Although the tariff facing the UK is lower than that for the EU, it will still have a major impact on the economy and could lead to further disruption to trade as other countries react to US tariffs, and the business organisation is urging government to support businesses through what it describes as the most challenging period in trade history.
Susana Córdoba
Susana Córdoba, Head of International Trade at Greater Manchester Chamber of Commerce, said: “UK and Greater Manchester businesses will face significant challenges due to the direct tariffs imposed by the US, but the impact extends far beyond. Tariffs on key markets such as the EU, China, and other Asian countries will disrupt global supply chains, affecting companies that rely on interconnected trade networks.
“So, whilst the 10% imposed on the UK seems to cover specific goods, if you are a company whose manufacturing is taking place in any of the impacted markets, the chances are you may be facing higher costs and trade restrictions ripple across borders, impacting pricing, production, and competitiveness.
“We urge UK companies to take action and assess how their goods will be impacted across supply chains, understanding rules of origin and putting in place a duty management plan that helps you navigate one of the most challenging periods in trade history.”

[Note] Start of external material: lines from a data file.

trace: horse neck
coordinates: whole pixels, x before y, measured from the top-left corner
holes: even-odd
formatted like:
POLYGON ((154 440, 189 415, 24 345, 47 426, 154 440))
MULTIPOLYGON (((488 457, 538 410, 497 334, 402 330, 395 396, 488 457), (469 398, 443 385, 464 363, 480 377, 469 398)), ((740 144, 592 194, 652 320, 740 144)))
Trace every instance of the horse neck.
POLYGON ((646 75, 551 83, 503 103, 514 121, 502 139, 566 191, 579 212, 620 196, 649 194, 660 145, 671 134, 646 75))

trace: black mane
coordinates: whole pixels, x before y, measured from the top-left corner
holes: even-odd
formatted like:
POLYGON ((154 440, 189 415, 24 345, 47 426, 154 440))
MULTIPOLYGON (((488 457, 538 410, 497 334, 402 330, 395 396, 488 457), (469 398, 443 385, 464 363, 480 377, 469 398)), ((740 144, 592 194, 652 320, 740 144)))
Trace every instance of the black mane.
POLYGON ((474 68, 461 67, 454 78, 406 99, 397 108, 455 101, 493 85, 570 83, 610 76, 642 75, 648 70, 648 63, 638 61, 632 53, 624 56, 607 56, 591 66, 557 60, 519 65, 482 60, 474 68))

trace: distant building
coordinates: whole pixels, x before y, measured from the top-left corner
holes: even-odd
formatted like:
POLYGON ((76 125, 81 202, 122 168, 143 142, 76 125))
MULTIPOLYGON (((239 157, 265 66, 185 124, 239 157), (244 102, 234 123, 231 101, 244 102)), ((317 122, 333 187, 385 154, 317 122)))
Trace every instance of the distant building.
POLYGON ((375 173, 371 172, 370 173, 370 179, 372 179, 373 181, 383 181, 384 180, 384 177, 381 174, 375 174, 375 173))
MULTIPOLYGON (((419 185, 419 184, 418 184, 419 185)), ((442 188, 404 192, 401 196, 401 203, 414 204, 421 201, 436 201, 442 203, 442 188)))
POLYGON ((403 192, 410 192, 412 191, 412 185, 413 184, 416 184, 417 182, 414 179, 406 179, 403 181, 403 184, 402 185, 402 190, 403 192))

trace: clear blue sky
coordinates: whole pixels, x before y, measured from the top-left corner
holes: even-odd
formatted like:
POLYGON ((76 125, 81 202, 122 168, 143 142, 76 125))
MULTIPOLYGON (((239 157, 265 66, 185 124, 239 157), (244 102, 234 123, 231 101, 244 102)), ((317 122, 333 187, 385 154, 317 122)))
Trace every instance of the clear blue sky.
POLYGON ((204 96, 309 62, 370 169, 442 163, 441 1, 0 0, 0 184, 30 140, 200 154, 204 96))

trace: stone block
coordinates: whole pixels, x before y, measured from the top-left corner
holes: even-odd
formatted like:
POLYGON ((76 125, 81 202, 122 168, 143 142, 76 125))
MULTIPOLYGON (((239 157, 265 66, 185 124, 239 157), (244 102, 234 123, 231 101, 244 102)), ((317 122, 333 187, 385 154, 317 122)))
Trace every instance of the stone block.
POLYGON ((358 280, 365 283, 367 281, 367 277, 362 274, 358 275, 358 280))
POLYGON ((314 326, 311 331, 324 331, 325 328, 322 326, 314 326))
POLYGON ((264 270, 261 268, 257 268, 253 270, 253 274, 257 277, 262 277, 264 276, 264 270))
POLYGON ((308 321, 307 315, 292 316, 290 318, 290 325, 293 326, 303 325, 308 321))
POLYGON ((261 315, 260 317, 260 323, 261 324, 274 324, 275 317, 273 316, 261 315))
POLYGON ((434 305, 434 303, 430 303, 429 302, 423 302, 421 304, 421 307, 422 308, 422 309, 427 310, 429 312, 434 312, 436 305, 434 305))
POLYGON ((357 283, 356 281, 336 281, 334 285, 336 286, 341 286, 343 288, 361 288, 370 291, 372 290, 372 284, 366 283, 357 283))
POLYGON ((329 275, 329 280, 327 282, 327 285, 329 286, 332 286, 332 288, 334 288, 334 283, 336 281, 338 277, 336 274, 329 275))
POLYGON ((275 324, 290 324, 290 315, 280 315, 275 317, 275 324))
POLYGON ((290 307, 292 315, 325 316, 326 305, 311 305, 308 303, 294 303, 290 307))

Babs Murphy, chief executive of the North and Western Lancashire Chamber of Commerce, said the government has demonstrated “commendable composure thus far”, and warned of a heightened risk of trade diversion, which could disrupt business communities globally.
The Chamber has received several enquiries from Lancashire businesses on how the tariffs will affect them.
She added: “The UK holds significant influence; our bilateral trade with the US amounts to £300 billion, with £500 billion invested in the US and $700 billion invested in the UK. There exists a robust level of interdependence, and we are actively consulting with local businesses to explore options for the government to consider.
After meeting business leaders, including major North West employers Airbus and GSK, at Downing Street for breakfast today (3 April 2025), Prime Minister Sir Keir Starmer has said the government won’t rush into a retaliation as a response.
Rain Newton-Smith, CEO, CBI, said: “Business has been clear: there are no winners in a trade war. Today’s announcements are deeply troubling for businesses and will have significant ramifications around the world.
“A cool and calm reaction from the UK Government is the right response: UK firms need a measured and proportionate approach which avoids further escalation. Retaliation will only add to supply chain disruption, slow down investment, and stoke volatility in prices.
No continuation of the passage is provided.